The first song of greeting that Bob and Louise, our Maori hosts, chose to sing mentioned a god. I asked whether that was the Christian God or a / the Maori god. It turned out to be the Christian God, which, they told me, didn’t interfere with their Maori culture. Maori lore included creationism and there was no reason to believe that the Christian God couldn’t be their creator.
That begged the question of whether everyone in their tribes was Christian, and they started listing off the religions other family members subscribed to — Mormon, Seventh Day Adventists, Muslim. Everyone was different and that was acceptable. After all, it was all the same God. That made a lot more sense to me than the idea that unless you follow a particular flavour of Christianity, you’ll go to an eternal hell. Louise told us that each person chose a religion based on whatever gave them most comfort in their particular time of need.

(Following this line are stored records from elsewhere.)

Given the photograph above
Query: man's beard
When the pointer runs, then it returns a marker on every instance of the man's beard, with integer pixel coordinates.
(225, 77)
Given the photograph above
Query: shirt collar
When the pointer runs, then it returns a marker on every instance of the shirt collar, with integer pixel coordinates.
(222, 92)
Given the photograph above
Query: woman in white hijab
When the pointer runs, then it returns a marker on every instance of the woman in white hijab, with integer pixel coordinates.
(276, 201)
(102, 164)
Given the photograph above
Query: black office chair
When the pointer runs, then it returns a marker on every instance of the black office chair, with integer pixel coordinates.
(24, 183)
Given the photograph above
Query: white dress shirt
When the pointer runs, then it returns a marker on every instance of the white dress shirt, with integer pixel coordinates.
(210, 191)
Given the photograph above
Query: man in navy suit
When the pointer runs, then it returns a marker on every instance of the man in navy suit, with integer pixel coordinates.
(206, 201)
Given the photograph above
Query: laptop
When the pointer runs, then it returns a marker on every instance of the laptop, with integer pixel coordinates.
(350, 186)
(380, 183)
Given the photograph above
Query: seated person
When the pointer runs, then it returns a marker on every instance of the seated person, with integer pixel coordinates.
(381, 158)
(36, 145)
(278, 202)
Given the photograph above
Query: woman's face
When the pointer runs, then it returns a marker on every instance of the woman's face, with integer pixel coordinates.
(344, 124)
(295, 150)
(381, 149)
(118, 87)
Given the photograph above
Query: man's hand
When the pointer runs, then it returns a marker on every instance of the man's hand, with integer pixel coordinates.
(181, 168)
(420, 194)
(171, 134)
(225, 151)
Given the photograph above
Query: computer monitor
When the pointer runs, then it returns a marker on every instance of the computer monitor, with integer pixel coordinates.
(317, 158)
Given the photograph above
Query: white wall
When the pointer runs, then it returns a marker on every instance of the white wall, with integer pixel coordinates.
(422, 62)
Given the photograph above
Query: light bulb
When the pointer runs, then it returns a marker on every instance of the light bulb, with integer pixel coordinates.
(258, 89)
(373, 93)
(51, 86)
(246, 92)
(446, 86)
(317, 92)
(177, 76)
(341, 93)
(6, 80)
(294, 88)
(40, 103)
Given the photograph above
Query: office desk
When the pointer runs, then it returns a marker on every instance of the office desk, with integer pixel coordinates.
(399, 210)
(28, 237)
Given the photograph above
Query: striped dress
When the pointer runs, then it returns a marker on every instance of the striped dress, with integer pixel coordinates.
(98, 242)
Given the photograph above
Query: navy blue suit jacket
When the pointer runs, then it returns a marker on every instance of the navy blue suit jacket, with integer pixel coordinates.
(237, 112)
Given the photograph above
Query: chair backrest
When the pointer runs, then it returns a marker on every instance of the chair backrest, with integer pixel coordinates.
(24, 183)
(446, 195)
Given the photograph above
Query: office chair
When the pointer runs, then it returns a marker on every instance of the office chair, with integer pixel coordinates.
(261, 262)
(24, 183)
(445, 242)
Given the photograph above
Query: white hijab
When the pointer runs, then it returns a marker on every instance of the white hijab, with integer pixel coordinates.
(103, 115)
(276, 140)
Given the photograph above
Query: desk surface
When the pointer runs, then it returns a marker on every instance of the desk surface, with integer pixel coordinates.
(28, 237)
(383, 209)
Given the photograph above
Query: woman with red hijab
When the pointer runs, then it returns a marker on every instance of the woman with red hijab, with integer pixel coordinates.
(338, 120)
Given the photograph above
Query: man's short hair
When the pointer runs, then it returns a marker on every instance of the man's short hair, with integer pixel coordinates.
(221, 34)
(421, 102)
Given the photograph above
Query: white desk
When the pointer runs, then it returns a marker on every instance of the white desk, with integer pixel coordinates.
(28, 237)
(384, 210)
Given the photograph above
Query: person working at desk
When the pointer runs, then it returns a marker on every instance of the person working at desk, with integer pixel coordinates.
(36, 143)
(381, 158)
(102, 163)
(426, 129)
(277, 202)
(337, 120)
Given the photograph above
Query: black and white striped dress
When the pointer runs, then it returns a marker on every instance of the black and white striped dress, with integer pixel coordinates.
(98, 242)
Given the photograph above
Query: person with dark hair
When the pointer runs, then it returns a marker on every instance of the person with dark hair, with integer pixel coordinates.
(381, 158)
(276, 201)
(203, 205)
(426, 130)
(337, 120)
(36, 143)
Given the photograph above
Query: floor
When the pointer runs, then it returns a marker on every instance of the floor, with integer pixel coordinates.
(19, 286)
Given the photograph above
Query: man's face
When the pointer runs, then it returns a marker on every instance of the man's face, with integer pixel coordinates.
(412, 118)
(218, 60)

For many of them, I guess that is when they lose a loved one, and although they look to different religions, the tribe still celebrates death in the traditional way. Family and friends gather around the body in the marae and tell each other stories of their memories. To hear Bob and Louise describe it, there is a lot of laughter and people can get quite cheeky, especially since it’s the last opportunity to get back the chain saw they lent the deceased (to which a son might respond that they thought it was the chain saw he himself had lent last year). Once the stories are all told, which may be days later, the body is rowed across the inlet and carried up to the cemetery.
We visited Bob’s family cemetery, which only began three or four generations ago. Prior to that, Maoris wrapped the bodies in mats, placed them from trees until the flesh had rotted away, then cleaned the bones and placed them in a cave. Like many cemeteries, theirs perched on a hill overlooking the ocean and was full of tombstones. The newer graves were decorated with flowers and toys or useful items. A few items made it further up the hill, as if blown, but Louise suggested that some were poached from other graves by visitors who’d forgotten to bring something themselves.
Like my own culture, graves faced east. People who’d been troublemakers in life were still buried here, but were placed facing the opposite way or even buried standing up so they’d never get any rest.